X

Vegan Dosyası 1: Hayvancılık ve çevre

Dünyamız ölüyor. Günden güne kaynaklarımız tükeniyor, havamız kirleniyor, atmosferimiz ısınıyor. İşin kötüsü, bu duruma çoğunlukla biz sebep olduk. Tüketime dayalı kurduğumuz düzen gezegenimizin tüm dengesini bozdu. Bizim için en iyi olan yaşam biçimi bu olduğu için bunu yaptığımızı düşünebilirsiniz ama hayır, tüketime dayalı ve sürdürülebilirlikten uzak hayat tarzımız bize de iyi gelmiyor.

Neyse ki çevre kirliliği konusunda bilinç giderek yaygınlaşmakta. İnsanlar her geçen gün gerçeklerin daha fazla farkına varıyor, daha çok araştırıyor ve bu kötü gidişatı tersine çevirmek için daha çok çabalıyor.
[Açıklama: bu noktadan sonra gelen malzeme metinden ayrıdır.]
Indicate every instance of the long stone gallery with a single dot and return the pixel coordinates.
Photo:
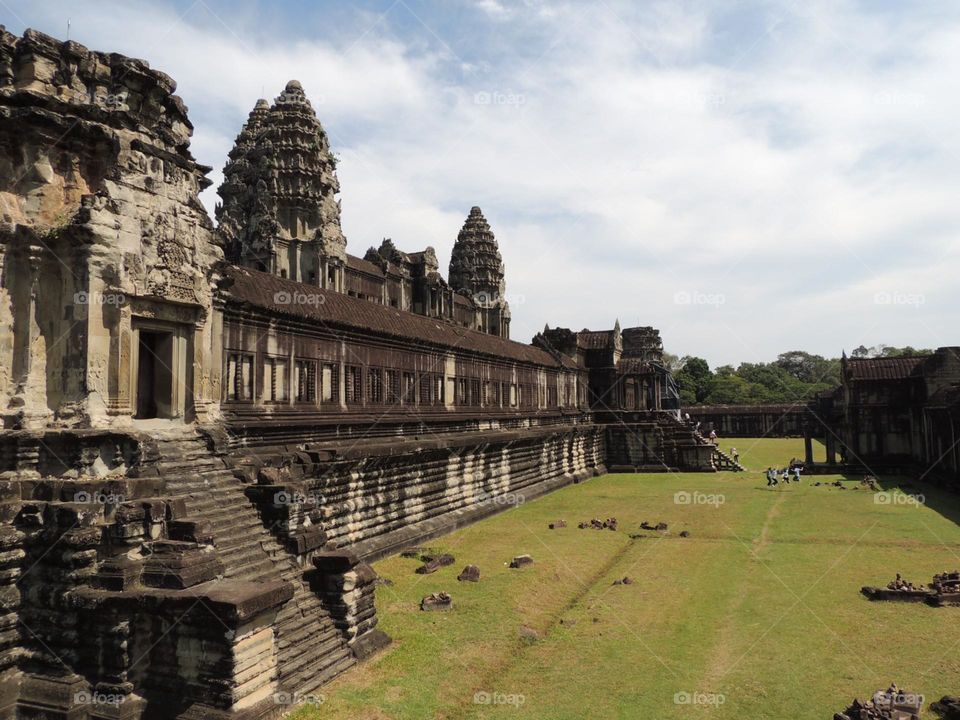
(210, 430)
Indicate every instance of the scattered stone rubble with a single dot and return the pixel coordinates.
(432, 563)
(521, 561)
(890, 704)
(471, 573)
(437, 601)
(944, 590)
(595, 524)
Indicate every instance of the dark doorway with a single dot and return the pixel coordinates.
(155, 375)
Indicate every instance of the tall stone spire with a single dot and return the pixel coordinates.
(280, 211)
(476, 270)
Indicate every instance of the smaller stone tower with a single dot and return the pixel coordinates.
(280, 212)
(476, 270)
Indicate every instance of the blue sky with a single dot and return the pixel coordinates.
(750, 177)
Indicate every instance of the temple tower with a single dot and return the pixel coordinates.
(279, 211)
(476, 270)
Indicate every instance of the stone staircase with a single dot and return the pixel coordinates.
(311, 649)
(722, 461)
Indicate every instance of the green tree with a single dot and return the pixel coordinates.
(694, 380)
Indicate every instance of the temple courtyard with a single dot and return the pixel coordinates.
(757, 613)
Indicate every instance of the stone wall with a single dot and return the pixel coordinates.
(751, 420)
(376, 496)
(100, 225)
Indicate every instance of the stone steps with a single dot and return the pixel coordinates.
(722, 461)
(311, 649)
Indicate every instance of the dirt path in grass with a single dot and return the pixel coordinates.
(761, 542)
(722, 659)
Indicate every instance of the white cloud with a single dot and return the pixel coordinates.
(623, 154)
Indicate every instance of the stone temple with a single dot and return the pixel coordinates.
(208, 431)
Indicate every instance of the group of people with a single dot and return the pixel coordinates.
(775, 477)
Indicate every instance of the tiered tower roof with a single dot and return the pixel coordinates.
(280, 180)
(476, 266)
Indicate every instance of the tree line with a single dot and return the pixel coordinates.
(794, 376)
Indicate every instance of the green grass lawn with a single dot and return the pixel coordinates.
(758, 613)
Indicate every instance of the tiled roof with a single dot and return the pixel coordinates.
(885, 368)
(340, 311)
(361, 265)
(698, 410)
(634, 365)
(595, 340)
(945, 397)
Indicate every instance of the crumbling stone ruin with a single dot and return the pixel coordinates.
(943, 590)
(892, 414)
(595, 524)
(208, 433)
(437, 601)
(890, 704)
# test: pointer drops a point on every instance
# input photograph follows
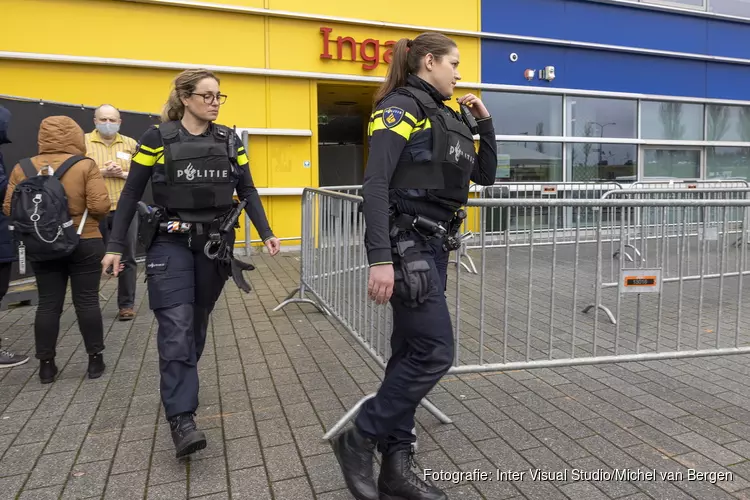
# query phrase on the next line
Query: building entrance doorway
(343, 115)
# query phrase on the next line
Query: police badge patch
(392, 116)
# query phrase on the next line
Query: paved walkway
(271, 386)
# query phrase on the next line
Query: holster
(412, 272)
(149, 219)
(237, 266)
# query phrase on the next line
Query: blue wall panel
(613, 71)
(725, 81)
(586, 21)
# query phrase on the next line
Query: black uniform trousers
(183, 287)
(422, 349)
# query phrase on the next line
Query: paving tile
(250, 484)
(293, 489)
(87, 480)
(168, 491)
(10, 486)
(207, 476)
(130, 485)
(51, 470)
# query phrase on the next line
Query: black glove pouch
(412, 272)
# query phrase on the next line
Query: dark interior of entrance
(343, 115)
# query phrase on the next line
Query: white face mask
(108, 129)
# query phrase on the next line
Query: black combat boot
(398, 481)
(187, 438)
(96, 365)
(355, 453)
(47, 371)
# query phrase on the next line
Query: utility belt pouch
(412, 271)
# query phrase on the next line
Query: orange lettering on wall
(369, 49)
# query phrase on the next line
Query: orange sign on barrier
(640, 281)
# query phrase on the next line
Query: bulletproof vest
(445, 175)
(198, 177)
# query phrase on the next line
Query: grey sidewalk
(272, 382)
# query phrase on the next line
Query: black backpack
(39, 214)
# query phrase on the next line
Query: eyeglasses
(210, 98)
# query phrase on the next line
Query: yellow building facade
(286, 65)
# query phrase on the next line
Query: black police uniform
(193, 180)
(421, 160)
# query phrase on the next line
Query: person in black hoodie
(7, 249)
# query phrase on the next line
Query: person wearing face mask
(195, 166)
(112, 151)
(421, 159)
(7, 247)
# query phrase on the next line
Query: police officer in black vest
(422, 157)
(195, 166)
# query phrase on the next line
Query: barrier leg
(462, 253)
(603, 308)
(349, 415)
(291, 299)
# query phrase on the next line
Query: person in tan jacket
(60, 138)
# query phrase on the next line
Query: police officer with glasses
(421, 160)
(195, 166)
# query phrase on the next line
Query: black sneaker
(47, 371)
(187, 438)
(398, 481)
(96, 365)
(9, 359)
(355, 454)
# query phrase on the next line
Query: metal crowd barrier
(519, 218)
(686, 244)
(522, 310)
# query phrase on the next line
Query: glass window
(598, 117)
(529, 161)
(727, 123)
(588, 162)
(524, 114)
(728, 163)
(673, 121)
(672, 163)
(739, 8)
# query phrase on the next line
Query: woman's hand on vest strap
(475, 104)
(273, 245)
(380, 283)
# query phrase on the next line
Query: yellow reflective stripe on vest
(403, 127)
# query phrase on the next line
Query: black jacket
(7, 248)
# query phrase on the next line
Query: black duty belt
(421, 224)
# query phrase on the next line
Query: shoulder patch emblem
(392, 116)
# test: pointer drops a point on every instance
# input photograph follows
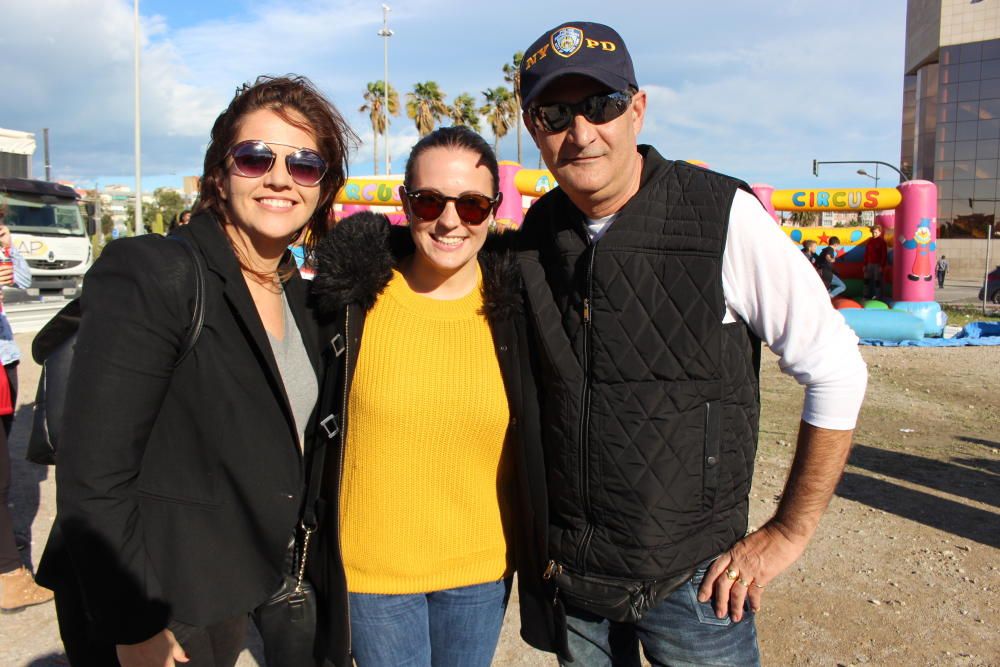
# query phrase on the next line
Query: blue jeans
(457, 627)
(680, 632)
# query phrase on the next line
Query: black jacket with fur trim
(354, 265)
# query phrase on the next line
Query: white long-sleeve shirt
(768, 283)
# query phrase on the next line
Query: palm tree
(374, 101)
(499, 112)
(512, 75)
(425, 105)
(463, 112)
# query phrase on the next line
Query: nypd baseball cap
(576, 47)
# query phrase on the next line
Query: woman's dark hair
(456, 136)
(297, 102)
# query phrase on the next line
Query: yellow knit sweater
(422, 495)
Çabalayanlardan biri de benim. Plastik tüketimimi azaltıp daha çevre dostu bir yaşantı sürmeye çalışmam, son iki yılda kendim ve gezegenim için yaptığım en akıllıca iş olabilir. Sıfır atık felsefesini mükemmel şekilde uyguluyor muyum? Elbette hayır. Fakat her geçen gün kendimi geliştirmeye çabalıyorum ve yapabildiğim kadarıyla bile büyük fark yarattığımı biliyorum.

Bu zamana kadar hep plastik kirliliğinden ve plastik alternatiflerinden söz ettim ancak gezegenimize kötülük eden tek sorun plastik atık birikimi değil. Doğal kaynakların tüketimi, sera gazı, karbon salınımı ve daha pek çok faktör, doğal dengeyi bozacak tepkimelere sebep oluyor. Bu faktörlere öncülük eden büyük bir sektör de, pek bilinmese de, hayvancılık sektörü.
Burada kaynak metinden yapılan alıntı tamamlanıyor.